Набат
Шрифт:
— Касаемо Аришки, Егор Иванч, я... Предостеречь хочу, упредить... Молва, слышь, идет...
— Что? Какая молва? — осмелел приказчик.
— На том люди сходятся, что поохальничали, дескать, за рупь над Аришкой в конторе, потому, мол, и сгинула девка... Держаться вам надо на том, что только гривну за полы заплатили. При случае и Полька так скажет. Не проговорись ненароком, голубь.
Егор Иванович удивился такой заботливости.
— Ладно. Ступай, — и сунул Квашнину в руку какую-то монету.

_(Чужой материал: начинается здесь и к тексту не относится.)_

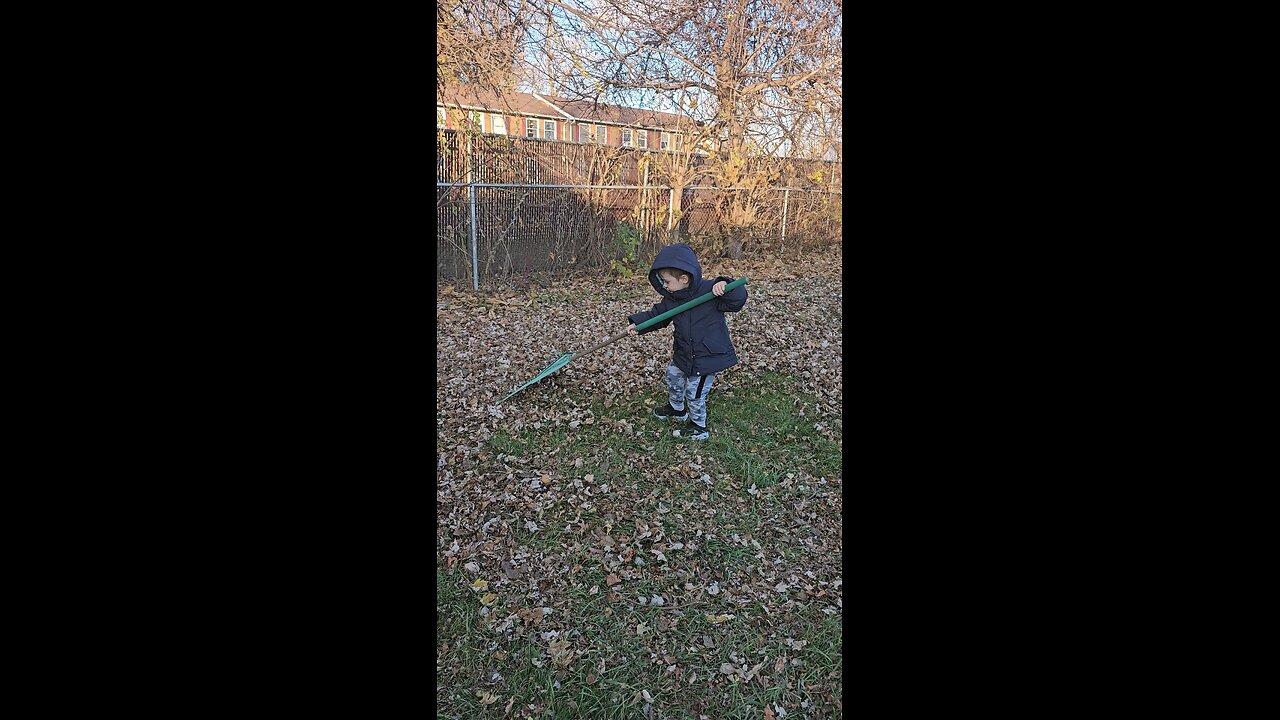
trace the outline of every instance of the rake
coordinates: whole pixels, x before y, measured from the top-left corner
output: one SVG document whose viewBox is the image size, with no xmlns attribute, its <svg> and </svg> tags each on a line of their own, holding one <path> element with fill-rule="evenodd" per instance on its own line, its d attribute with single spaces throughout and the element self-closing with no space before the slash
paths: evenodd
<svg viewBox="0 0 1280 720">
<path fill-rule="evenodd" d="M 737 280 L 734 280 L 733 282 L 729 283 L 728 285 L 725 285 L 725 286 L 724 286 L 724 291 L 725 291 L 725 292 L 729 292 L 730 290 L 737 290 L 738 288 L 740 288 L 740 287 L 742 287 L 743 285 L 746 285 L 746 284 L 747 284 L 747 278 L 746 278 L 746 277 L 740 277 L 740 278 L 738 278 Z M 714 298 L 715 296 L 716 296 L 716 294 L 715 294 L 714 292 L 708 292 L 708 293 L 706 293 L 706 294 L 704 294 L 704 295 L 699 295 L 698 297 L 696 297 L 696 298 L 694 298 L 694 299 L 690 300 L 689 302 L 687 302 L 687 303 L 685 303 L 685 304 L 683 304 L 683 305 L 680 305 L 680 306 L 678 306 L 678 307 L 672 308 L 671 310 L 668 310 L 668 311 L 666 311 L 666 312 L 662 313 L 661 315 L 658 315 L 657 317 L 650 318 L 650 319 L 645 320 L 644 322 L 642 322 L 642 323 L 640 323 L 640 324 L 636 325 L 636 331 L 638 332 L 638 331 L 640 331 L 640 330 L 647 330 L 648 328 L 653 327 L 654 325 L 657 325 L 658 323 L 662 322 L 663 320 L 666 320 L 667 318 L 670 318 L 670 317 L 674 317 L 674 316 L 676 316 L 676 315 L 679 315 L 680 313 L 684 312 L 685 310 L 688 310 L 689 308 L 697 307 L 697 306 L 701 305 L 702 303 L 704 303 L 704 302 L 706 302 L 706 301 L 708 301 L 708 300 L 711 300 L 711 299 L 712 299 L 712 298 Z M 582 351 L 582 352 L 580 352 L 580 353 L 565 353 L 565 354 L 561 355 L 560 357 L 556 358 L 554 362 L 552 362 L 550 365 L 548 365 L 548 366 L 546 367 L 546 369 L 545 369 L 545 370 L 543 370 L 542 372 L 538 373 L 538 375 L 537 375 L 536 377 L 534 377 L 534 378 L 533 378 L 532 380 L 530 380 L 529 382 L 527 382 L 527 383 L 525 383 L 525 384 L 521 385 L 520 387 L 516 388 L 515 390 L 513 390 L 513 391 L 511 392 L 511 395 L 508 395 L 507 397 L 502 398 L 501 400 L 499 400 L 499 401 L 497 402 L 497 404 L 498 404 L 498 405 L 501 405 L 502 403 L 506 402 L 506 401 L 507 401 L 507 399 L 509 399 L 512 395 L 515 395 L 516 393 L 518 393 L 518 392 L 520 392 L 520 391 L 524 390 L 525 388 L 529 387 L 530 385 L 533 385 L 534 383 L 538 382 L 539 380 L 543 380 L 543 379 L 547 378 L 548 376 L 550 376 L 550 375 L 551 375 L 552 373 L 554 373 L 555 371 L 559 370 L 560 368 L 564 367 L 565 365 L 568 365 L 570 360 L 573 360 L 574 358 L 580 358 L 580 357 L 583 357 L 583 356 L 585 356 L 585 355 L 590 355 L 591 353 L 593 353 L 593 352 L 595 352 L 595 351 L 599 350 L 600 348 L 604 347 L 605 345 L 608 345 L 608 344 L 610 344 L 610 343 L 617 342 L 617 341 L 621 340 L 622 338 L 624 338 L 624 337 L 626 337 L 626 336 L 627 336 L 627 331 L 626 331 L 626 330 L 623 330 L 622 332 L 618 333 L 617 335 L 614 335 L 613 337 L 609 338 L 608 340 L 605 340 L 604 342 L 600 343 L 599 345 L 594 345 L 594 346 L 592 346 L 592 347 L 590 347 L 590 348 L 588 348 L 588 349 L 586 349 L 586 350 L 583 350 L 583 351 Z"/>
</svg>

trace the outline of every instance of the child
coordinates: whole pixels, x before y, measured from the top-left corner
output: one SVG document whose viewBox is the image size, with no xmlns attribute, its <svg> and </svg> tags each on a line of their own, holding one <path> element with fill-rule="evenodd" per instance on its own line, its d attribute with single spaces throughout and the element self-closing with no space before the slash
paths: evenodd
<svg viewBox="0 0 1280 720">
<path fill-rule="evenodd" d="M 675 345 L 667 366 L 667 406 L 654 416 L 659 420 L 687 419 L 689 423 L 676 431 L 677 437 L 707 439 L 707 394 L 715 383 L 715 374 L 738 364 L 724 314 L 742 309 L 747 302 L 747 288 L 726 294 L 724 286 L 732 281 L 724 275 L 715 281 L 703 280 L 693 248 L 683 243 L 668 245 L 658 252 L 649 270 L 649 282 L 662 295 L 662 301 L 652 310 L 627 318 L 631 321 L 627 332 L 637 335 L 637 324 L 705 295 L 708 290 L 716 295 L 717 299 L 644 330 L 649 333 L 675 324 Z"/>
</svg>

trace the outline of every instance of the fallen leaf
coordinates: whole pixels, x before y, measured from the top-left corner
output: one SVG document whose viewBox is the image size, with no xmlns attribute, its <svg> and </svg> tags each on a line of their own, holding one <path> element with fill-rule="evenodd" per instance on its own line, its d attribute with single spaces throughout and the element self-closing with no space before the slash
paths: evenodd
<svg viewBox="0 0 1280 720">
<path fill-rule="evenodd" d="M 604 579 L 604 583 L 609 586 L 617 585 L 620 582 L 622 582 L 622 578 L 613 573 L 609 573 L 608 577 Z"/>
<path fill-rule="evenodd" d="M 568 640 L 552 640 L 547 645 L 547 651 L 551 655 L 551 660 L 555 662 L 557 667 L 566 668 L 573 662 L 572 643 Z"/>
</svg>

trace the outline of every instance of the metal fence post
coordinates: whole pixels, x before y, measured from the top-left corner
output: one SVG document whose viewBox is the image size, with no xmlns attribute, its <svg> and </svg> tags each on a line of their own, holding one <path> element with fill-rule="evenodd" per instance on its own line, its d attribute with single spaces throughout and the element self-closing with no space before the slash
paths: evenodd
<svg viewBox="0 0 1280 720">
<path fill-rule="evenodd" d="M 649 199 L 649 163 L 647 162 L 644 164 L 644 182 L 642 184 L 642 188 L 643 189 L 640 190 L 640 235 L 647 241 L 649 239 L 649 232 L 646 229 L 645 220 L 652 214 L 649 212 L 649 208 L 645 206 L 646 201 Z"/>
<path fill-rule="evenodd" d="M 467 151 L 467 199 L 471 205 L 471 222 L 467 224 L 471 235 L 471 289 L 480 292 L 480 249 L 476 245 L 475 156 L 471 152 L 471 138 L 467 138 Z"/>
<path fill-rule="evenodd" d="M 467 187 L 467 195 L 471 199 L 471 222 L 468 227 L 471 230 L 471 288 L 476 292 L 480 291 L 480 251 L 476 246 L 476 187 L 471 185 Z"/>
<path fill-rule="evenodd" d="M 782 249 L 787 249 L 787 200 L 791 197 L 791 190 L 782 191 Z"/>
<path fill-rule="evenodd" d="M 667 188 L 667 234 L 671 234 L 671 226 L 675 224 L 676 218 L 676 189 Z"/>
</svg>

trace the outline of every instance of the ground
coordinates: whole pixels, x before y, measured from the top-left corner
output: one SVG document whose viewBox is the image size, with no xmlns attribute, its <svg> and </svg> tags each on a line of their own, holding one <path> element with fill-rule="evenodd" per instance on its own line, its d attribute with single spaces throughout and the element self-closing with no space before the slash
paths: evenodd
<svg viewBox="0 0 1280 720">
<path fill-rule="evenodd" d="M 841 256 L 709 265 L 750 296 L 702 442 L 651 413 L 669 328 L 496 404 L 643 273 L 440 283 L 437 717 L 840 717 Z"/>
</svg>

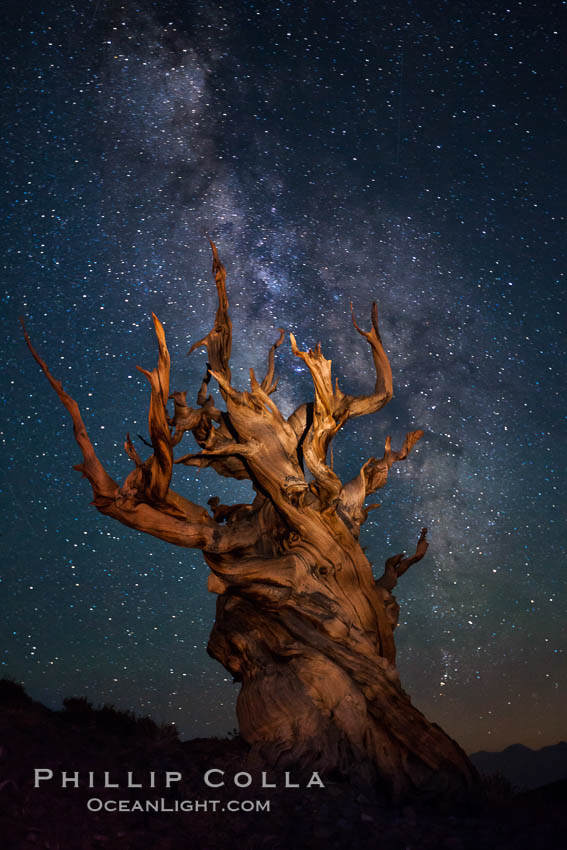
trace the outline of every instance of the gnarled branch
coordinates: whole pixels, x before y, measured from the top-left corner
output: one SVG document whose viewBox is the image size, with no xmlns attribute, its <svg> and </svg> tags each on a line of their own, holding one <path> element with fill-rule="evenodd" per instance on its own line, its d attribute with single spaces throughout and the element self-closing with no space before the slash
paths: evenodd
<svg viewBox="0 0 567 850">
<path fill-rule="evenodd" d="M 352 312 L 352 323 L 358 333 L 363 336 L 369 343 L 372 349 L 372 359 L 374 361 L 374 369 L 376 371 L 376 383 L 374 384 L 374 392 L 370 395 L 362 396 L 347 396 L 346 401 L 349 409 L 349 417 L 363 416 L 367 413 L 376 413 L 381 410 L 391 400 L 394 390 L 392 383 L 392 367 L 388 360 L 388 355 L 384 351 L 380 329 L 378 327 L 378 307 L 376 302 L 372 303 L 372 330 L 363 331 L 359 328 L 352 303 L 350 305 Z"/>
<path fill-rule="evenodd" d="M 371 457 L 366 461 L 358 475 L 344 485 L 340 493 L 340 501 L 351 519 L 361 525 L 374 508 L 380 507 L 374 503 L 364 507 L 364 502 L 371 493 L 380 490 L 388 480 L 392 464 L 405 460 L 414 445 L 423 437 L 423 431 L 410 431 L 406 434 L 404 444 L 399 452 L 392 451 L 392 439 L 386 438 L 384 454 L 381 458 Z"/>
<path fill-rule="evenodd" d="M 255 546 L 260 534 L 257 523 L 245 520 L 220 526 L 200 505 L 169 489 L 171 444 L 165 413 L 169 392 L 169 357 L 163 327 L 156 317 L 154 326 L 159 343 L 158 366 L 152 372 L 141 370 L 148 377 L 152 388 L 149 425 L 154 454 L 142 461 L 128 435 L 125 450 L 134 462 L 135 469 L 121 487 L 108 475 L 98 459 L 77 402 L 65 391 L 61 381 L 53 377 L 33 347 L 23 319 L 20 321 L 30 352 L 71 416 L 75 439 L 83 455 L 83 462 L 74 468 L 88 479 L 93 491 L 93 504 L 100 513 L 177 546 L 203 549 L 211 553 Z"/>
<path fill-rule="evenodd" d="M 53 377 L 47 368 L 45 360 L 39 356 L 33 347 L 29 334 L 26 330 L 25 322 L 22 318 L 20 318 L 20 323 L 24 331 L 24 339 L 34 360 L 41 366 L 45 377 L 59 396 L 59 400 L 65 406 L 73 421 L 73 433 L 75 435 L 75 440 L 83 454 L 83 463 L 78 464 L 74 467 L 74 469 L 78 472 L 82 472 L 85 478 L 88 479 L 93 490 L 95 501 L 97 498 L 113 498 L 118 489 L 118 484 L 116 481 L 113 481 L 96 455 L 94 446 L 87 434 L 87 429 L 85 428 L 85 423 L 83 422 L 79 405 L 75 399 L 71 398 L 71 396 L 65 392 L 61 381 L 58 381 Z"/>
<path fill-rule="evenodd" d="M 412 564 L 417 564 L 418 561 L 421 561 L 427 552 L 428 546 L 427 529 L 422 528 L 419 540 L 417 541 L 415 553 L 409 557 L 404 557 L 405 552 L 400 552 L 398 555 L 393 555 L 391 558 L 388 558 L 384 567 L 384 575 L 376 582 L 377 587 L 383 587 L 385 590 L 392 592 L 398 583 L 400 576 L 403 576 Z"/>
<path fill-rule="evenodd" d="M 392 451 L 392 438 L 386 437 L 383 456 L 381 458 L 371 457 L 362 467 L 366 496 L 380 490 L 385 485 L 392 464 L 405 460 L 422 437 L 423 431 L 410 431 L 406 434 L 404 444 L 399 452 Z"/>
<path fill-rule="evenodd" d="M 343 399 L 338 385 L 333 388 L 331 361 L 323 357 L 321 345 L 315 350 L 300 351 L 293 334 L 289 335 L 291 350 L 307 365 L 315 387 L 313 421 L 303 440 L 303 457 L 315 477 L 317 495 L 324 507 L 336 500 L 342 482 L 327 464 L 327 449 L 332 438 L 346 419 L 343 413 L 336 417 Z"/>
<path fill-rule="evenodd" d="M 173 469 L 172 441 L 166 409 L 169 398 L 170 357 L 163 325 L 155 313 L 152 313 L 152 319 L 159 347 L 158 365 L 151 372 L 141 366 L 136 368 L 146 376 L 151 386 L 148 424 L 154 453 L 148 466 L 145 495 L 148 501 L 159 503 L 167 497 Z"/>
<path fill-rule="evenodd" d="M 271 395 L 272 393 L 274 393 L 277 389 L 277 386 L 278 386 L 278 380 L 276 379 L 274 381 L 275 354 L 276 354 L 276 349 L 280 347 L 280 345 L 282 344 L 282 342 L 284 341 L 284 338 L 285 338 L 284 329 L 280 328 L 279 331 L 280 331 L 279 339 L 277 339 L 276 342 L 274 342 L 274 344 L 271 346 L 270 351 L 268 353 L 268 371 L 266 372 L 266 377 L 262 381 L 262 389 L 268 395 Z"/>
<path fill-rule="evenodd" d="M 358 326 L 352 308 L 352 322 L 356 330 L 369 343 L 376 371 L 374 392 L 370 395 L 352 396 L 339 388 L 338 380 L 333 385 L 331 361 L 323 357 L 321 344 L 314 350 L 300 351 L 295 337 L 290 334 L 293 353 L 300 357 L 311 372 L 315 388 L 312 422 L 309 424 L 308 407 L 302 405 L 290 416 L 289 423 L 301 444 L 302 455 L 314 475 L 318 495 L 323 506 L 336 501 L 342 484 L 331 465 L 326 462 L 329 445 L 343 424 L 354 416 L 375 413 L 386 405 L 393 395 L 392 369 L 384 351 L 378 328 L 378 308 L 372 305 L 372 329 L 363 331 Z"/>
<path fill-rule="evenodd" d="M 213 252 L 213 274 L 218 293 L 218 307 L 215 316 L 215 324 L 209 333 L 193 343 L 189 349 L 189 354 L 206 346 L 211 364 L 211 371 L 217 372 L 225 381 L 230 383 L 230 352 L 232 349 L 232 322 L 228 315 L 228 297 L 226 294 L 226 269 L 221 263 L 214 242 L 209 239 Z M 222 392 L 222 390 L 221 390 Z"/>
</svg>

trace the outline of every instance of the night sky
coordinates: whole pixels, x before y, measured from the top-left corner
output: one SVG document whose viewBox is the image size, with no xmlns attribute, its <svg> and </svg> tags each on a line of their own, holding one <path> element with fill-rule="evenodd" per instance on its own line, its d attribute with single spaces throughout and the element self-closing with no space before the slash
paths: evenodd
<svg viewBox="0 0 567 850">
<path fill-rule="evenodd" d="M 236 726 L 239 686 L 205 651 L 201 553 L 89 506 L 17 322 L 122 481 L 126 433 L 148 437 L 151 311 L 195 403 L 210 236 L 238 388 L 281 326 L 368 391 L 349 302 L 364 328 L 379 303 L 395 399 L 347 424 L 335 465 L 348 479 L 387 434 L 425 430 L 361 535 L 379 576 L 430 529 L 396 590 L 416 705 L 469 751 L 567 737 L 562 7 L 8 3 L 0 649 L 35 699 L 85 695 L 186 737 Z M 284 413 L 312 399 L 287 340 L 276 374 Z M 253 497 L 209 470 L 177 467 L 173 486 L 202 505 Z"/>
</svg>

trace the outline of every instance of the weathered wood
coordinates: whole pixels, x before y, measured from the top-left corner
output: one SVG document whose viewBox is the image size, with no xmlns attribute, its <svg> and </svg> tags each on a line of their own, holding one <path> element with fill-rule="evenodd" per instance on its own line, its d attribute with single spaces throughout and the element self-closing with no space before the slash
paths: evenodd
<svg viewBox="0 0 567 850">
<path fill-rule="evenodd" d="M 142 460 L 127 436 L 134 469 L 122 486 L 105 472 L 76 402 L 53 378 L 24 328 L 33 356 L 73 420 L 83 454 L 77 469 L 88 478 L 102 513 L 203 551 L 209 589 L 218 594 L 208 651 L 241 682 L 240 731 L 259 756 L 272 764 L 358 773 L 381 780 L 396 795 L 433 785 L 462 791 L 475 783 L 474 769 L 460 747 L 412 705 L 395 667 L 399 606 L 392 591 L 425 555 L 427 530 L 414 555 L 388 558 L 378 580 L 359 544 L 361 525 L 377 507 L 365 506 L 367 497 L 386 484 L 392 464 L 407 458 L 423 432 L 408 433 L 399 451 L 388 437 L 383 457 L 370 458 L 346 484 L 333 470 L 332 456 L 328 459 L 333 437 L 349 418 L 374 413 L 392 398 L 376 305 L 370 331 L 352 317 L 370 345 L 374 391 L 343 393 L 333 384 L 331 361 L 321 346 L 300 351 L 290 334 L 293 353 L 311 372 L 315 397 L 286 420 L 271 397 L 283 330 L 270 349 L 263 381 L 251 370 L 249 390 L 232 385 L 226 271 L 211 247 L 218 309 L 212 330 L 191 349 L 205 347 L 209 361 L 198 406 L 187 405 L 186 392 L 169 395 L 169 353 L 154 316 L 158 365 L 140 370 L 150 383 L 153 451 Z M 207 395 L 211 378 L 224 411 Z M 174 459 L 173 449 L 187 432 L 200 451 Z M 171 489 L 176 464 L 248 478 L 256 498 L 251 505 L 228 506 L 212 497 L 209 513 Z"/>
</svg>

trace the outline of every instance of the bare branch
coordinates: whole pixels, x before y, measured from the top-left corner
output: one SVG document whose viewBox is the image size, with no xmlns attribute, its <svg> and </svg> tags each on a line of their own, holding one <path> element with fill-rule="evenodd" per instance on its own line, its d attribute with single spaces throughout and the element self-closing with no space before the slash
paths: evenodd
<svg viewBox="0 0 567 850">
<path fill-rule="evenodd" d="M 218 523 L 234 523 L 240 520 L 249 520 L 253 516 L 256 521 L 258 513 L 258 507 L 256 505 L 248 505 L 248 504 L 237 504 L 237 505 L 223 505 L 221 504 L 218 496 L 212 496 L 208 502 L 210 505 L 211 513 L 215 522 Z"/>
<path fill-rule="evenodd" d="M 391 593 L 398 583 L 400 576 L 409 570 L 412 564 L 417 564 L 418 561 L 421 561 L 427 552 L 428 546 L 427 529 L 422 528 L 419 540 L 417 541 L 415 554 L 404 558 L 404 553 L 400 552 L 398 555 L 393 555 L 391 558 L 388 558 L 384 567 L 384 575 L 378 579 L 376 585 L 378 587 L 383 587 Z"/>
<path fill-rule="evenodd" d="M 349 409 L 349 417 L 363 416 L 367 413 L 376 413 L 381 410 L 391 400 L 394 390 L 392 383 L 392 367 L 388 360 L 388 355 L 384 351 L 380 330 L 378 328 L 378 307 L 374 301 L 372 304 L 372 330 L 363 331 L 357 324 L 352 303 L 350 305 L 352 311 L 352 323 L 358 333 L 363 336 L 369 343 L 372 349 L 372 359 L 374 361 L 374 369 L 376 371 L 376 383 L 374 392 L 366 396 L 348 396 L 347 405 Z"/>
<path fill-rule="evenodd" d="M 134 444 L 130 439 L 130 434 L 126 434 L 126 440 L 124 441 L 124 451 L 130 458 L 130 460 L 136 464 L 136 466 L 142 466 L 142 459 L 134 448 Z"/>
<path fill-rule="evenodd" d="M 386 437 L 384 454 L 381 458 L 371 457 L 362 467 L 365 481 L 366 496 L 380 490 L 388 480 L 388 472 L 392 464 L 405 460 L 415 446 L 423 437 L 423 431 L 410 431 L 406 434 L 404 444 L 399 452 L 392 451 L 392 438 Z"/>
<path fill-rule="evenodd" d="M 292 333 L 290 333 L 289 339 L 291 342 L 291 350 L 296 357 L 303 360 L 311 372 L 313 385 L 315 387 L 315 405 L 319 410 L 320 416 L 322 418 L 333 416 L 344 396 L 339 390 L 338 385 L 333 387 L 333 380 L 331 377 L 332 361 L 327 360 L 323 356 L 321 343 L 318 343 L 314 350 L 310 348 L 309 351 L 300 351 L 297 347 L 295 336 Z"/>
<path fill-rule="evenodd" d="M 82 472 L 85 478 L 89 480 L 95 500 L 97 498 L 113 498 L 118 489 L 118 484 L 112 480 L 112 478 L 106 472 L 102 463 L 96 456 L 94 446 L 90 441 L 89 435 L 87 434 L 87 429 L 85 428 L 85 423 L 83 422 L 83 417 L 81 416 L 79 405 L 73 398 L 71 398 L 68 393 L 65 392 L 61 381 L 57 381 L 53 377 L 53 375 L 47 368 L 47 364 L 44 360 L 42 360 L 42 358 L 39 356 L 39 354 L 33 347 L 29 334 L 26 330 L 24 320 L 22 318 L 20 318 L 20 322 L 24 331 L 24 339 L 27 343 L 29 350 L 32 353 L 34 360 L 41 366 L 45 377 L 59 396 L 60 401 L 63 403 L 63 405 L 66 407 L 69 414 L 71 415 L 75 440 L 77 441 L 77 444 L 81 452 L 83 453 L 83 463 L 78 464 L 74 468 L 79 472 Z"/>
<path fill-rule="evenodd" d="M 315 403 L 319 405 L 321 414 L 324 416 L 332 416 L 335 420 L 336 428 L 329 428 L 329 436 L 326 437 L 327 449 L 334 434 L 342 427 L 342 425 L 355 416 L 363 416 L 367 413 L 376 413 L 384 407 L 393 396 L 392 384 L 392 369 L 388 356 L 384 351 L 380 331 L 378 328 L 378 307 L 376 302 L 372 304 L 372 330 L 363 331 L 355 318 L 354 310 L 351 304 L 352 322 L 358 333 L 363 336 L 369 343 L 372 349 L 372 358 L 374 360 L 374 368 L 376 371 L 376 382 L 374 392 L 370 395 L 353 396 L 343 393 L 338 385 L 338 381 L 333 381 L 331 377 L 331 360 L 326 360 L 321 353 L 321 345 L 317 345 L 314 351 L 311 349 L 308 352 L 299 351 L 295 342 L 295 337 L 290 334 L 291 347 L 293 353 L 300 357 L 308 367 L 313 378 L 315 387 Z M 300 405 L 297 410 L 289 417 L 289 423 L 292 425 L 298 436 L 303 433 L 305 427 L 307 406 Z"/>
<path fill-rule="evenodd" d="M 404 444 L 399 452 L 392 451 L 391 437 L 387 437 L 384 455 L 381 458 L 371 457 L 366 461 L 358 475 L 344 485 L 340 493 L 340 502 L 357 525 L 362 525 L 366 521 L 371 510 L 380 507 L 379 504 L 374 503 L 365 508 L 366 498 L 384 487 L 392 464 L 405 460 L 413 446 L 422 437 L 423 431 L 410 431 L 406 434 Z"/>
<path fill-rule="evenodd" d="M 370 343 L 372 349 L 376 382 L 374 393 L 371 395 L 346 395 L 340 390 L 338 381 L 335 381 L 333 386 L 331 361 L 323 357 L 321 345 L 318 344 L 314 350 L 300 351 L 295 337 L 290 334 L 293 353 L 303 360 L 311 372 L 315 388 L 315 403 L 313 423 L 308 430 L 303 430 L 305 427 L 303 423 L 307 418 L 307 407 L 298 408 L 290 416 L 289 422 L 301 441 L 303 457 L 316 478 L 324 503 L 336 499 L 342 487 L 341 482 L 332 471 L 332 462 L 330 466 L 326 463 L 327 450 L 331 440 L 347 419 L 367 413 L 375 413 L 384 407 L 393 395 L 392 369 L 380 337 L 376 302 L 372 305 L 372 330 L 370 331 L 363 331 L 358 326 L 352 304 L 351 310 L 354 327 Z M 351 485 L 350 489 L 356 488 Z M 360 500 L 356 494 L 350 493 L 347 501 L 352 502 L 354 509 L 354 504 Z M 358 512 L 361 510 L 362 503 L 359 504 Z"/>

Большая монетина. Может, рубль?.. Под фонарем, горевшим на углу улицы, Квашнин разжал пальцы. На ладони лежал полустертый медный пятак.
Аришка
— Какая-то девка твоего заводского мужика пропала, — сказала за вечерним чаем Фоме жена. — Полы будто в конторе мыла.
— Ну так что? — схлебывая с блюдечка чай, спросил он.
— Ничего. Разговоры идут. То ли Маришка, то ли Аришка какая-то, — не сводя испытующих глаз с лица мужа, досказывала Степанида Арефьевна.
— Не кошелек с деньгами, найдется.
— По рублю, говорят, поломойке платишь. Не дорого ли, Фома Кузьмич? — многозначительно заметила Степанида.
— А еще ничего не слыхала?
— Хватит и этого... Поломойке — рубль, соборной певичке — трешник... Заводчик — а с простыми девками путаешься.
— Тебе, пожалуй, намелют, только уши развесь, — усмехнулся Фома. — По рублю... Ведь придумают же!..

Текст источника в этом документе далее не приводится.